If the war was actually started by the firing on Sumter it follows that it was a conflict between two independent nations caused by one attacking the armed forces of the other. Such a war could be expected to conclude in a peace treaty. Was that what happened? No, because the war was fought by the U.S. government to suppress a rebellion. So was the firing on Sumter the key act of "rebellion"? Of course not. The key act of "rebellion", in the case of each state, was the passing of the act or ordinance of secession. The war happened because of these acts of secession and would have happened if Sumter had never been fired on. So Sumter really is an irrelevance.
And now for slavery. If the peculiar institution had been abolished throughout the United States long before 1861, and 11 states had seceded in that year, would the United States government have fought a war to drag them back into the Union? The answer has to be “yes”. Lincoln himself said often enough that he was fighting to preserve the Union rather than to free the slaves. It follows, therefore, that the issue dividing us on these boards is whether the departing states had the right to unilateral secession from the Union. That, and nothing else. Slavery is important only to the extent that it was, or was not, a motivating force behind secession. But the motives for secession and the right to secession, if such a right exists, are completely different things and should never be confused. Any yet they have been confused, constantly, for the last 140 years.

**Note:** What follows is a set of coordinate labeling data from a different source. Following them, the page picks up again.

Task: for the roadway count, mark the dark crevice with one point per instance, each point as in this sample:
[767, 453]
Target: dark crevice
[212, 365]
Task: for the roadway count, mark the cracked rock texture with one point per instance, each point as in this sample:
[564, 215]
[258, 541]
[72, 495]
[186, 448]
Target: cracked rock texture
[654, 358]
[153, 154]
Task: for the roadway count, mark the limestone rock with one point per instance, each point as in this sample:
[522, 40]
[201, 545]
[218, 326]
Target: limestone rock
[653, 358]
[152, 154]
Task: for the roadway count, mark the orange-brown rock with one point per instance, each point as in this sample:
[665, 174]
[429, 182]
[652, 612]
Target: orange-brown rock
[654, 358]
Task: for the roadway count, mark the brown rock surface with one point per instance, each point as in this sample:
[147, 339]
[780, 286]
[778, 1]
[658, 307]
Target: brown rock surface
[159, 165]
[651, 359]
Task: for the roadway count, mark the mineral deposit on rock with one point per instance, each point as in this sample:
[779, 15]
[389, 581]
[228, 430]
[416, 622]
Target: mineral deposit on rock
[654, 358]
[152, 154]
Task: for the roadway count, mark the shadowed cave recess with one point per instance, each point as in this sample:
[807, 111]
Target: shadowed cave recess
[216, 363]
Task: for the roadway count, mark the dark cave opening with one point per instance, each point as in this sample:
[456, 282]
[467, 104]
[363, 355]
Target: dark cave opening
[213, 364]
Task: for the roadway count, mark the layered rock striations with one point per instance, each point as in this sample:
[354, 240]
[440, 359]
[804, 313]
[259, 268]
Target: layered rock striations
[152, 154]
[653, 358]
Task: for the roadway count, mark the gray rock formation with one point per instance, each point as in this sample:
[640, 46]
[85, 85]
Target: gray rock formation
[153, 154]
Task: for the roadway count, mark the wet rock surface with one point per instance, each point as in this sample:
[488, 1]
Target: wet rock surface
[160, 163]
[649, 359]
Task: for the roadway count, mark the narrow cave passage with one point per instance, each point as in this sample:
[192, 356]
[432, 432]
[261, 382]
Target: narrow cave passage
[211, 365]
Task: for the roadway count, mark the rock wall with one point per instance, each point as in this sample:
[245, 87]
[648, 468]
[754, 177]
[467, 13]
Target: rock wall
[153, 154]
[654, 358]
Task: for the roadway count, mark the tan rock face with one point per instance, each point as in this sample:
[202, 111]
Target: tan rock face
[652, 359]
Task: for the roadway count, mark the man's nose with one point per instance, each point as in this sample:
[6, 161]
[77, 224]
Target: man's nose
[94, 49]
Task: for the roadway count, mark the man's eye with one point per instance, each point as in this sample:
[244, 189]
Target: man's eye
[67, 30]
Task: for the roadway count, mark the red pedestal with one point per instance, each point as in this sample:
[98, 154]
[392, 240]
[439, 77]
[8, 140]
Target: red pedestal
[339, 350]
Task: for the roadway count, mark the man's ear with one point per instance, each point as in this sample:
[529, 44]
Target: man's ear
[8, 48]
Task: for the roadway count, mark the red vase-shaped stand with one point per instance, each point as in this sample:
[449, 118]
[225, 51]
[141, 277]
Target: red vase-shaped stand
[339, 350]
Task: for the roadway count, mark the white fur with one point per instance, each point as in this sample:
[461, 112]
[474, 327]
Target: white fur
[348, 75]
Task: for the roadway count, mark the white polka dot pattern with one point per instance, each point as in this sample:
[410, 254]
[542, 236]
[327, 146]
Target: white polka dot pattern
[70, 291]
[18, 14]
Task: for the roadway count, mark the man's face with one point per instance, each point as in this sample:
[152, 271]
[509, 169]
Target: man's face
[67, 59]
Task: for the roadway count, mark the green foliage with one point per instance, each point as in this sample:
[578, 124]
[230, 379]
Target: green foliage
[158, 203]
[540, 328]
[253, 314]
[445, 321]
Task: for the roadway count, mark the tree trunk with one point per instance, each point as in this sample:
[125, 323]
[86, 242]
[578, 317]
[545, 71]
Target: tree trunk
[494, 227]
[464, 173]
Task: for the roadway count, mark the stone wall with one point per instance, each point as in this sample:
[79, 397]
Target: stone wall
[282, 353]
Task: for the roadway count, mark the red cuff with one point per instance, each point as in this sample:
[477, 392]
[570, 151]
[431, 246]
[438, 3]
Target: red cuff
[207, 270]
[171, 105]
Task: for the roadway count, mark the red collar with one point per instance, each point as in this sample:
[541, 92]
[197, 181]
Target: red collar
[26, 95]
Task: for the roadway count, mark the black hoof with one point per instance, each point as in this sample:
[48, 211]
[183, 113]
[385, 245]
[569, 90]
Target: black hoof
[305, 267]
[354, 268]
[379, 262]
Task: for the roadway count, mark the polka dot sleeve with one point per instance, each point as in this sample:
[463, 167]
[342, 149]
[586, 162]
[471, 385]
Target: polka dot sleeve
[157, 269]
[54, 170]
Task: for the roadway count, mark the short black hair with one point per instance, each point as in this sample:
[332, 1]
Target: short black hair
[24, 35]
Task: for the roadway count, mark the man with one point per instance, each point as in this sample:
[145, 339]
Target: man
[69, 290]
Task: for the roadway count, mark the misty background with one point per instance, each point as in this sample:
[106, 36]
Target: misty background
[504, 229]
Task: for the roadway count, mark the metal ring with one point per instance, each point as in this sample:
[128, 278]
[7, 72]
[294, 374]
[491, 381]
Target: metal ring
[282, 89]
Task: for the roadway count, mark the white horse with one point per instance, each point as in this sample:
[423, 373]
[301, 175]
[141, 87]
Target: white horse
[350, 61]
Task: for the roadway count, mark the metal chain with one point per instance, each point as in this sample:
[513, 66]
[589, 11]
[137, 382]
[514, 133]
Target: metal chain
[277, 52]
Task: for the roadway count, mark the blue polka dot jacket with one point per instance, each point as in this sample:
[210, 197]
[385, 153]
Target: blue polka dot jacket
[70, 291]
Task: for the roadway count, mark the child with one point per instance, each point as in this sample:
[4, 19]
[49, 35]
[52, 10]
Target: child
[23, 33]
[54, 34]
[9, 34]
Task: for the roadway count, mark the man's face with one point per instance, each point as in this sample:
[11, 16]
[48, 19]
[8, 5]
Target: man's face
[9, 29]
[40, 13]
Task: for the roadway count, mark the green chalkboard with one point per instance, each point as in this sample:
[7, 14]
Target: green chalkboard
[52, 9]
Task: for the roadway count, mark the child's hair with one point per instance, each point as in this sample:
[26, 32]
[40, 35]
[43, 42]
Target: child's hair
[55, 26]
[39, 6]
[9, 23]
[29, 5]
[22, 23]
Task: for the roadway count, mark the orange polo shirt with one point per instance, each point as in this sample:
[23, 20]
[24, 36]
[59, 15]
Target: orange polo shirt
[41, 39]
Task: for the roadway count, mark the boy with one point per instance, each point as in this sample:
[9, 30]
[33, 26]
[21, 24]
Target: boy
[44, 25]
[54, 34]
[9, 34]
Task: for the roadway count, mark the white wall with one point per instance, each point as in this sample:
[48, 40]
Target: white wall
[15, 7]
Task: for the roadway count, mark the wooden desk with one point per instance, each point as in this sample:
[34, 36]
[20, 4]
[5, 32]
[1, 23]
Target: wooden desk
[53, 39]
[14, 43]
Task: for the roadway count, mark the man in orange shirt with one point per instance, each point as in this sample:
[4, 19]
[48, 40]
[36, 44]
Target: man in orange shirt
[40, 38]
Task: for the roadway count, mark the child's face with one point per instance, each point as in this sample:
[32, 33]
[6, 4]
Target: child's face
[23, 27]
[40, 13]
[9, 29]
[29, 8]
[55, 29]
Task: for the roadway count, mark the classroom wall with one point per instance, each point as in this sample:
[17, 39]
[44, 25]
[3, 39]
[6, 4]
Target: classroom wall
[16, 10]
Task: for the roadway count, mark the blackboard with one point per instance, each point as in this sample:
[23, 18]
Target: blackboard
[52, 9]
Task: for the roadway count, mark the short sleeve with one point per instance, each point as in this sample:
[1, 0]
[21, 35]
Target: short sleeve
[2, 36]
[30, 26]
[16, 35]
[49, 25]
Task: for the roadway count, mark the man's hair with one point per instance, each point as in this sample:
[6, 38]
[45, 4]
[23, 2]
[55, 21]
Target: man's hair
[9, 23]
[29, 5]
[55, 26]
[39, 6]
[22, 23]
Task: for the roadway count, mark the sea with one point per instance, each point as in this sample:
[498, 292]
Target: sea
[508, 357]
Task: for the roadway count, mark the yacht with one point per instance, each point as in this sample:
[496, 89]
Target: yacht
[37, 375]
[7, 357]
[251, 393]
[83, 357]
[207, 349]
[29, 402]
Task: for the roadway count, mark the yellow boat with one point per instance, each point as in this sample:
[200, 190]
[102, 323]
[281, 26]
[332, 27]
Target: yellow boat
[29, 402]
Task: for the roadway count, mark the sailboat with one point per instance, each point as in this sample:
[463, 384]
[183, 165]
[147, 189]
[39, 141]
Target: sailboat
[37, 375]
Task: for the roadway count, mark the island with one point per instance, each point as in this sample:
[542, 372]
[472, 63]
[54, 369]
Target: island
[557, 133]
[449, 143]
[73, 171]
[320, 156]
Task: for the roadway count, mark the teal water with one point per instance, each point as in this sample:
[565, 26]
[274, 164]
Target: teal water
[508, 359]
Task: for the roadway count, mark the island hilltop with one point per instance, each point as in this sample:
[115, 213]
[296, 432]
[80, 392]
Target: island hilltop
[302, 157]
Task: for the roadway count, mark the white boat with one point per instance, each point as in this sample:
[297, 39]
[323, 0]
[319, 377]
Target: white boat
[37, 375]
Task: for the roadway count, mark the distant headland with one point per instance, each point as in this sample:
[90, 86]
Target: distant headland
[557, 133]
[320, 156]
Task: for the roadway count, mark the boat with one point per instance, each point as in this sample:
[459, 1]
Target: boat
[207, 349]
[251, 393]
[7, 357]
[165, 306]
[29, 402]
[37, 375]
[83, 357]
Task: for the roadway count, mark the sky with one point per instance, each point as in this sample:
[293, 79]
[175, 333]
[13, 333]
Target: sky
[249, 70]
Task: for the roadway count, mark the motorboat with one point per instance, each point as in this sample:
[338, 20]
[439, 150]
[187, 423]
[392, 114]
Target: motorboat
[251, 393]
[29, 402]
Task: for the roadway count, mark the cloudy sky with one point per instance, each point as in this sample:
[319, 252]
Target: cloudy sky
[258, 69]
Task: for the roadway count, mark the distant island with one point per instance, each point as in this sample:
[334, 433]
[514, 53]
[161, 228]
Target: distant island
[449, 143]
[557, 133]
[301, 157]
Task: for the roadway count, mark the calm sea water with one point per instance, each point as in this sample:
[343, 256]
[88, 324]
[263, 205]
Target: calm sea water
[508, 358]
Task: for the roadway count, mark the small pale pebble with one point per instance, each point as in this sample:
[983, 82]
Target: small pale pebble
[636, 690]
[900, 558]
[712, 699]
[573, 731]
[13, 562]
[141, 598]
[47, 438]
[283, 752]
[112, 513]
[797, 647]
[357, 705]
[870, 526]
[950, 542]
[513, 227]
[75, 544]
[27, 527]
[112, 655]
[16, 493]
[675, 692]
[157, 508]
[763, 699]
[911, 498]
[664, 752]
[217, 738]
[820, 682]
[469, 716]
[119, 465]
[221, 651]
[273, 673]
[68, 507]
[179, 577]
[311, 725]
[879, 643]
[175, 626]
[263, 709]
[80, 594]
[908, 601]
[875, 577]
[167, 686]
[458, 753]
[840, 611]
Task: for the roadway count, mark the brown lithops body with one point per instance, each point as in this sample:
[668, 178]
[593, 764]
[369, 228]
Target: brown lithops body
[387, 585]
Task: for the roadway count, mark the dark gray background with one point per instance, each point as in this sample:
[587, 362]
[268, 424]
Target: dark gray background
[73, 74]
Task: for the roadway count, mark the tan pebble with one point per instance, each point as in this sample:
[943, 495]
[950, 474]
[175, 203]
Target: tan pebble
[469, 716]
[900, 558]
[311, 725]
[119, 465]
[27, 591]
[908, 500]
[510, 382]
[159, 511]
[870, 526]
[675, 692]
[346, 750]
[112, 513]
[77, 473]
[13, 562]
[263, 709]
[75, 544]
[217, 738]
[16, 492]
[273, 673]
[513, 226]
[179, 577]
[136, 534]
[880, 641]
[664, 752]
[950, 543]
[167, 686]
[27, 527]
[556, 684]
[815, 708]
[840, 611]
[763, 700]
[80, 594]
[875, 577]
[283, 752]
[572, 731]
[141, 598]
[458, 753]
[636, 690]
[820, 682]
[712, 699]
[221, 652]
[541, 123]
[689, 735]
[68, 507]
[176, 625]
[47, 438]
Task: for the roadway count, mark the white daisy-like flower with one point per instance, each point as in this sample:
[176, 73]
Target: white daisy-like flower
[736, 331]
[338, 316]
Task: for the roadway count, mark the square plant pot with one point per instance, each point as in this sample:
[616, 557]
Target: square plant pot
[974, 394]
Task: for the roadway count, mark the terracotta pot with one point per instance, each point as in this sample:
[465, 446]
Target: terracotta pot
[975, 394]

And one has to suspect that the confusion is quite deliberate. Dressing up a war against secession in the clothing of emancipation can hardly hurt the Union cause. And there has also been an awful lot of wilful self-deception. How many of the Federal soldiers who mutinied after the Emancipation Proclamation, or who mistreated the contrabands who came within their lines, sat around with brandy and cigars at G.A.R. meetings 30 years later, congratulating each other in maudlin style on their grand, humanitarian behaviour in freeing the slaves? How many of them probably even believed their own words?